1930’larda gazete haberlerinde, öldürmeye gelen memurlara İstanbul’un kimi ilçelerinde hayvanların verilmediği, esnafıyla mahalle sakinleri ile bu hayvanları korumaya aldıkları yazılmış. O yıllarda kuduz endişesi olması ancak aşı ve kısırlaştırmanın bir yöntem olarak kullanılmamasına rağmen yine de bu kadar ölümcül bir hastalığa karşı halk kedi ve köpekleri korumuştur.
Şimdi kısırlaştırma ve aşılama var ve biz yine koruyacak ve yaşatacağız.
Halk olarak, yüzlerce yıldır süregelmiş şehir ve kırsal yaşamdaki insan-hayvan bağımıza elbette ihanet etmeyiz. Israrla ve kararlılıkla, “ölüme hayır, kısırlaştır-aşıla-yerinde yaşat” demeye devam edeceğiz.
“Hak” Geriletilmez, Genişletilir
Ak Parti hükümeti, Cumhur İttifakı ve kamu yönetimi sokakta yaşayan hayvanların haklarında tarihsel bir hata yaptı. Kamunun eski alışkanlıkları üzerinden toplama ve öldürmeye yasal izin isteği ve buna zemin oluşturulması büyük bir yanlıştır. Hayvanların yaşama hakları, yasayla tanımlandığı tarihten tam 20 yıl sonra, tekrar geriletilmiştir.
Toplum, vicdanının kabul ettiği yolda tepki vermeye ve kurumlara bunun için ısrar etmeye devam edecektir. Halk mahallelerde yan yana gelecek, dayanışma içinde hayvanları yaşatacaktır.

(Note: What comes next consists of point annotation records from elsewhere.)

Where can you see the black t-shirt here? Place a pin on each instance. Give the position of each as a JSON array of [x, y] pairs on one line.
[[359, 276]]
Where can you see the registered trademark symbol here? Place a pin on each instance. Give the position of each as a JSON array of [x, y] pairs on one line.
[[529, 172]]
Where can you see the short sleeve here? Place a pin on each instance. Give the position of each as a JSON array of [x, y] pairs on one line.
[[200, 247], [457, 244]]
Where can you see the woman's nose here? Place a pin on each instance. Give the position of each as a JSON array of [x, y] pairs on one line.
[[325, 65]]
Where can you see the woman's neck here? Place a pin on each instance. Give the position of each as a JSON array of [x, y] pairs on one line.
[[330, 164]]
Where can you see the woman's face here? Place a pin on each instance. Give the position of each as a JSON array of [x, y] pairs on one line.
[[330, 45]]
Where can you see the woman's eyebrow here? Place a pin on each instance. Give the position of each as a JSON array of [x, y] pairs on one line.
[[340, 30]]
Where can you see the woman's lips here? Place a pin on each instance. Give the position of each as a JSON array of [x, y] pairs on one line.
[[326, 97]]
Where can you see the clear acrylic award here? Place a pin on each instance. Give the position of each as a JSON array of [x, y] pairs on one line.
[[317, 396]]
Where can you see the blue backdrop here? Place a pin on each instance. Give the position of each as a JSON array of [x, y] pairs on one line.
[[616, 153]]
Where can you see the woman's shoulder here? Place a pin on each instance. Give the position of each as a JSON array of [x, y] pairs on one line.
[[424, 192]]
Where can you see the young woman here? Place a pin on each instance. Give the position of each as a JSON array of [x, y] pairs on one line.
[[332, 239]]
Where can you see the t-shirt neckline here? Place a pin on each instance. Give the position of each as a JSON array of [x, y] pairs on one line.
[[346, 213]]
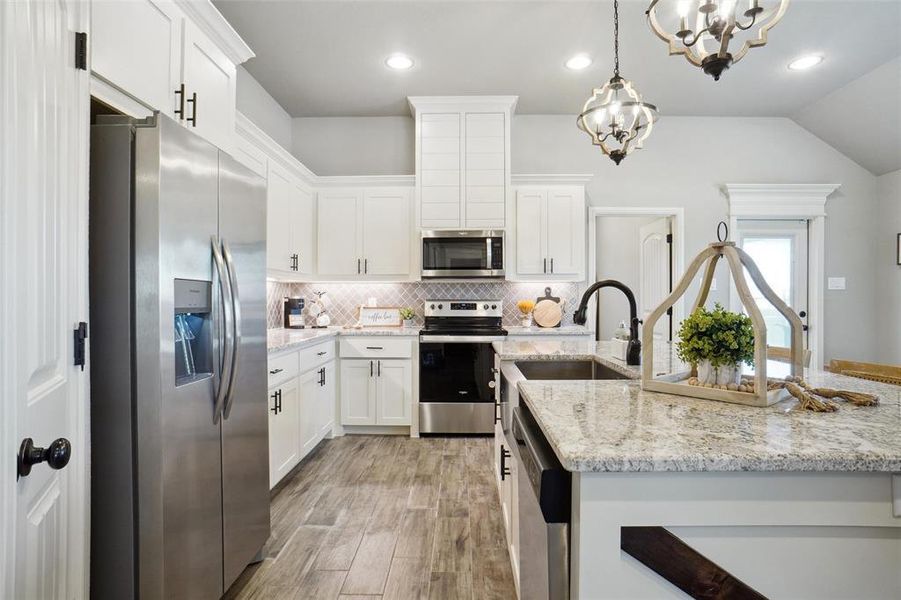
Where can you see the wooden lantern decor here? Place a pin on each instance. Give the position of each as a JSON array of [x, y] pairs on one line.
[[678, 383]]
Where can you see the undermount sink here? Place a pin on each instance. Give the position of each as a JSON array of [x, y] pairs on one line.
[[566, 370]]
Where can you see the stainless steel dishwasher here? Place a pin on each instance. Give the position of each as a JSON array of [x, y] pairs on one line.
[[545, 491]]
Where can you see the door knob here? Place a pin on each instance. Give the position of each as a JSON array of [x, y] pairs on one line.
[[56, 455]]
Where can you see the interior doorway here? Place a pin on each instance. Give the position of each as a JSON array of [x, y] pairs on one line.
[[642, 248]]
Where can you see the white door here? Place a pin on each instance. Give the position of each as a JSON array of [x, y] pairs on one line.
[[386, 232], [43, 295], [339, 233], [209, 74], [326, 416], [531, 239], [136, 46], [309, 410], [358, 394], [654, 272], [284, 429], [779, 248], [279, 213], [565, 224], [394, 385]]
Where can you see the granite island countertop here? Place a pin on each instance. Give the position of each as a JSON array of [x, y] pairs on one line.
[[614, 426], [279, 340]]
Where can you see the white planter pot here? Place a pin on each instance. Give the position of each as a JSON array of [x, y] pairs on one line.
[[722, 375]]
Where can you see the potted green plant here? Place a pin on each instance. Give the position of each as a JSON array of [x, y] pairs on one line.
[[407, 315], [716, 342]]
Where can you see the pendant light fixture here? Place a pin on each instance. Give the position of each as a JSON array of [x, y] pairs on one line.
[[703, 29], [615, 116]]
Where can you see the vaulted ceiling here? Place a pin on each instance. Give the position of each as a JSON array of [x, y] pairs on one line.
[[327, 58]]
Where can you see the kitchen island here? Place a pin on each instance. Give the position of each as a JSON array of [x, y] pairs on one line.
[[792, 504]]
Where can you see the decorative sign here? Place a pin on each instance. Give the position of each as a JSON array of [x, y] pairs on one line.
[[381, 316]]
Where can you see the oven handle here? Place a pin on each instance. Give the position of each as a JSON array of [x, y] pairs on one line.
[[460, 339]]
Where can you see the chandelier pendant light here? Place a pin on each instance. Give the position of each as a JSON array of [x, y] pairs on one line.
[[703, 29], [615, 116]]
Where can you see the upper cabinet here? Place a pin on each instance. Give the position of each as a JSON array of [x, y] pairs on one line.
[[175, 57], [364, 232], [462, 160], [549, 236]]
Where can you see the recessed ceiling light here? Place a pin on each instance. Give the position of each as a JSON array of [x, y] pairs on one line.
[[399, 62], [578, 62], [802, 63]]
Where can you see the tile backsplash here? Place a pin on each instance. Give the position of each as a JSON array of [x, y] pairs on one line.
[[346, 297]]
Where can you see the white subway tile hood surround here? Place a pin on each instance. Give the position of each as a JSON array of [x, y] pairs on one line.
[[346, 297]]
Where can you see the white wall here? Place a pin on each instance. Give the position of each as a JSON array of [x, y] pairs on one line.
[[618, 257], [685, 163], [261, 108], [355, 145], [888, 272]]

Toplumda karşılığı olan, bilime, vicdana, inançlarımıza uygun kurallarla toplumsal huzur sağlanabilir. Ve halk her zaman huzur ister.

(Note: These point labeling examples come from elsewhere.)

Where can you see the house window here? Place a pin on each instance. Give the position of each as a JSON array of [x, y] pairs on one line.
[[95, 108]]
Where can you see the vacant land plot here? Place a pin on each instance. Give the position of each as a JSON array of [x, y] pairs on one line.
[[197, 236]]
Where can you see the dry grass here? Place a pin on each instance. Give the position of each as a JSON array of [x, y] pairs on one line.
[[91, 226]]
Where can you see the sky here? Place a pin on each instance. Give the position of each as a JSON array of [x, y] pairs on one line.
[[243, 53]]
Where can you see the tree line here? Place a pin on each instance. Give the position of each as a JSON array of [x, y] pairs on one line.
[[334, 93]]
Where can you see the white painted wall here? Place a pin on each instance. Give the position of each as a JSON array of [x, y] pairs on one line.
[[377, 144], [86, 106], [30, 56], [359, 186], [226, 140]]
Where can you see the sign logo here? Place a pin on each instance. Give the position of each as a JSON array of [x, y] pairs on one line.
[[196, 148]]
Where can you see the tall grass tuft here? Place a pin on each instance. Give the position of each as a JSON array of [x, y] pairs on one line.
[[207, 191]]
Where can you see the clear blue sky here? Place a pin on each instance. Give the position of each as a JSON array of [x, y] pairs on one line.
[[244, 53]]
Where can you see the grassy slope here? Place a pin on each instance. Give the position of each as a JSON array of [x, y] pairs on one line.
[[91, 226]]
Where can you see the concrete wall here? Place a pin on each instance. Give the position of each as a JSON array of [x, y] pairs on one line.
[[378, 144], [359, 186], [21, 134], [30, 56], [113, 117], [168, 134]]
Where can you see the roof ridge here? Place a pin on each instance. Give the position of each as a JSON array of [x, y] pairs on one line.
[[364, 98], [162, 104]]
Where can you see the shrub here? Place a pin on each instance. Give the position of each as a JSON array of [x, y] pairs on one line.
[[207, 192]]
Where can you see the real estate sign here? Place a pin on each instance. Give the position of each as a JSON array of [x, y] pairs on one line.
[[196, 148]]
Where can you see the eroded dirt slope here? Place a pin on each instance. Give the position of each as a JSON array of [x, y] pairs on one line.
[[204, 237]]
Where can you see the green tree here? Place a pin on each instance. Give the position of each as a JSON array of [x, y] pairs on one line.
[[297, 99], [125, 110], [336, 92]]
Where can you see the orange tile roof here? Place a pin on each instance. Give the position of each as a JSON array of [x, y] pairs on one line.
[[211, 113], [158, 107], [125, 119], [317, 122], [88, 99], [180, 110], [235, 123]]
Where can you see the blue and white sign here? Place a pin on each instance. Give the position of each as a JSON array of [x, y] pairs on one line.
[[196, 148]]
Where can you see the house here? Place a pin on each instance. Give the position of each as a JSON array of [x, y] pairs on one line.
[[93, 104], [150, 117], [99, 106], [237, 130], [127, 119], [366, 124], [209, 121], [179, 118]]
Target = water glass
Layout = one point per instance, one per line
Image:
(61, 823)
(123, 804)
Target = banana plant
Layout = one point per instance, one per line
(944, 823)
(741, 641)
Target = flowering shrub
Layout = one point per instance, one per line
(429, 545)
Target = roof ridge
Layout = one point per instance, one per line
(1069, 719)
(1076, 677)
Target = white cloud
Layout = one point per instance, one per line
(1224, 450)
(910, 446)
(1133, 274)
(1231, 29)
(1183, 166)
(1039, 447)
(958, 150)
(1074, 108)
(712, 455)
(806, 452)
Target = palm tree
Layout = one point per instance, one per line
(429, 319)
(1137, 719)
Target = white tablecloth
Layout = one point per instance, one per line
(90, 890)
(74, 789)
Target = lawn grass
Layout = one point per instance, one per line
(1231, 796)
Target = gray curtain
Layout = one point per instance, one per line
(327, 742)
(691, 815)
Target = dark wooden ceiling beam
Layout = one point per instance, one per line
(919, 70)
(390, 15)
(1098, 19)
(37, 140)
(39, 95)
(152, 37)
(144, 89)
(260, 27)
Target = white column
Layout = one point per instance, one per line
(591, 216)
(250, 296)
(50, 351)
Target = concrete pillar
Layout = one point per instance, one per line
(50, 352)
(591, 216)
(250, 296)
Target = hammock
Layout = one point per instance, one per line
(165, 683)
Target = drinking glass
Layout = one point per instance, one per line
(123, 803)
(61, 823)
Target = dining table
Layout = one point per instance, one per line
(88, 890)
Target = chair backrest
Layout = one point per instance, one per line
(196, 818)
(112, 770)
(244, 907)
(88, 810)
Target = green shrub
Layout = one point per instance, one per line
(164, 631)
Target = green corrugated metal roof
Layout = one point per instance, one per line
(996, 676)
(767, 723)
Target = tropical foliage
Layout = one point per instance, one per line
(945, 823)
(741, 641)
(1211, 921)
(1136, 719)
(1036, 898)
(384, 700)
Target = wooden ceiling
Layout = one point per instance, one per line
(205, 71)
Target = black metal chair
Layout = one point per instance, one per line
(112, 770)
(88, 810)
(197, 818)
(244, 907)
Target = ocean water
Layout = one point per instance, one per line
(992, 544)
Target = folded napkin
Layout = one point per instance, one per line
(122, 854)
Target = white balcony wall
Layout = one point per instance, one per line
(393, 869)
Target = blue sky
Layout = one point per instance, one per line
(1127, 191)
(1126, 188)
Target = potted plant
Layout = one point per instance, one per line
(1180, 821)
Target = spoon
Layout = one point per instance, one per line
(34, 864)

Yaşatan Yasa ve Anayasal Güvence Israrımızda Kararlıyız
Doğru ve etik olan, toplumla zıtlaşmadan kısırlaştırma, aşılama ve yerinde yaşatmanın önünün açılması ve yaygınlaştırmasıdır. Yaşanan sorunların bilim, vicdan ve toplumsal kabuller zemininde çözülmesi ve hayvanların haklarının anayasal güvenceye alınması mutlaka sağlanacaktır.

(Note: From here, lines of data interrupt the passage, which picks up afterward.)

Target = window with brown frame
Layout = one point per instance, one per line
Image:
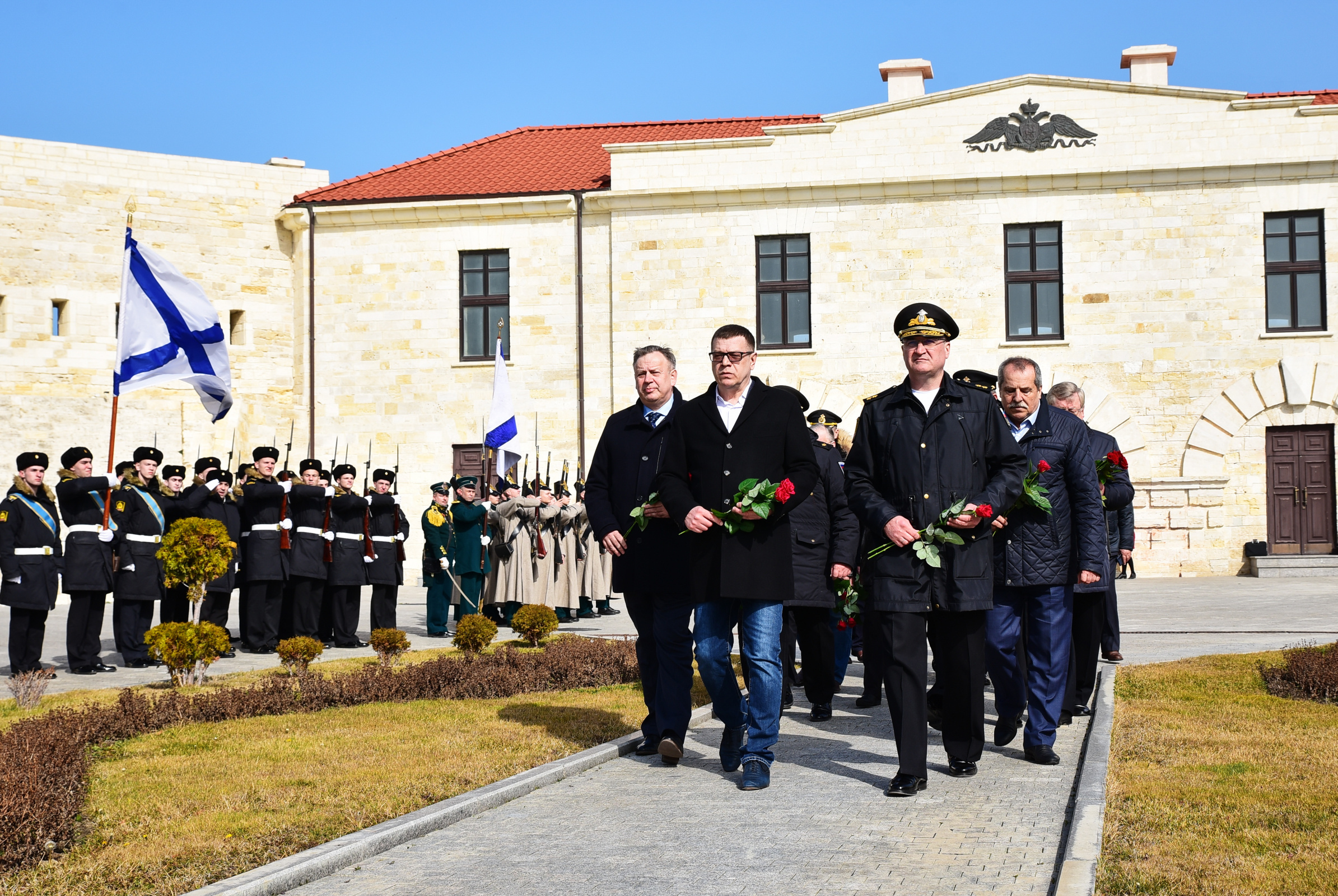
(1294, 270)
(783, 292)
(485, 302)
(1033, 280)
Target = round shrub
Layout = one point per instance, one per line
(534, 622)
(474, 633)
(297, 653)
(389, 645)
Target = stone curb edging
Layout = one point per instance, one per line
(1083, 846)
(320, 862)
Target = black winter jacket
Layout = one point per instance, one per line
(826, 533)
(907, 463)
(1039, 549)
(623, 475)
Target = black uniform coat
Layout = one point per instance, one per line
(1119, 492)
(307, 510)
(826, 533)
(87, 559)
(387, 522)
(263, 558)
(623, 475)
(21, 526)
(139, 510)
(207, 505)
(1039, 549)
(704, 464)
(348, 512)
(907, 463)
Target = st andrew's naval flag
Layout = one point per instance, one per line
(502, 431)
(169, 331)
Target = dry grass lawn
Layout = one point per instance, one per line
(1216, 787)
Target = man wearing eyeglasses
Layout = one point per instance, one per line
(739, 428)
(920, 449)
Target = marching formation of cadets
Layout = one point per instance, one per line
(307, 543)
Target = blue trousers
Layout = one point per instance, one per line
(1048, 614)
(759, 634)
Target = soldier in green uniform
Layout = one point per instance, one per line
(438, 536)
(469, 559)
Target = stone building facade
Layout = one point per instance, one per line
(1158, 300)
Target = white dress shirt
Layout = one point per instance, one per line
(730, 409)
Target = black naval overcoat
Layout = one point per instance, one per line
(30, 522)
(87, 559)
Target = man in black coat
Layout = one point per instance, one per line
(651, 564)
(30, 561)
(1089, 600)
(738, 430)
(87, 574)
(1039, 558)
(919, 450)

Kültürel değerlerimiz, inançlarımız ve dinamiklerimiz o kadar bize özgüdür ki bu kaynaktan çıkmayan, onunla beslenmeyen ve onunla uyumlanmayan hiçbir dayatmanın bizim topraklarımızda sürebilmesi, uygulanabilirliği yoktur. O yüzden yerinde yaşatan, kollayan bir hayvan hakları yasasına ve anayasal güvenceye mutlaka kavuşturacağız.
Bu kaos ve karanlıktan, bilim ve vicdanla yüzümüzü aydınlığa çevirdik.
Her yaşam biricik ve çok değerli.
Buna inanarak, ısrarla ve kararlılıkla, “ölüme hayır, kısırlaştır-aşıla-yerinde yaşat” yolunda çalışmaya ve dayanışmaya devam.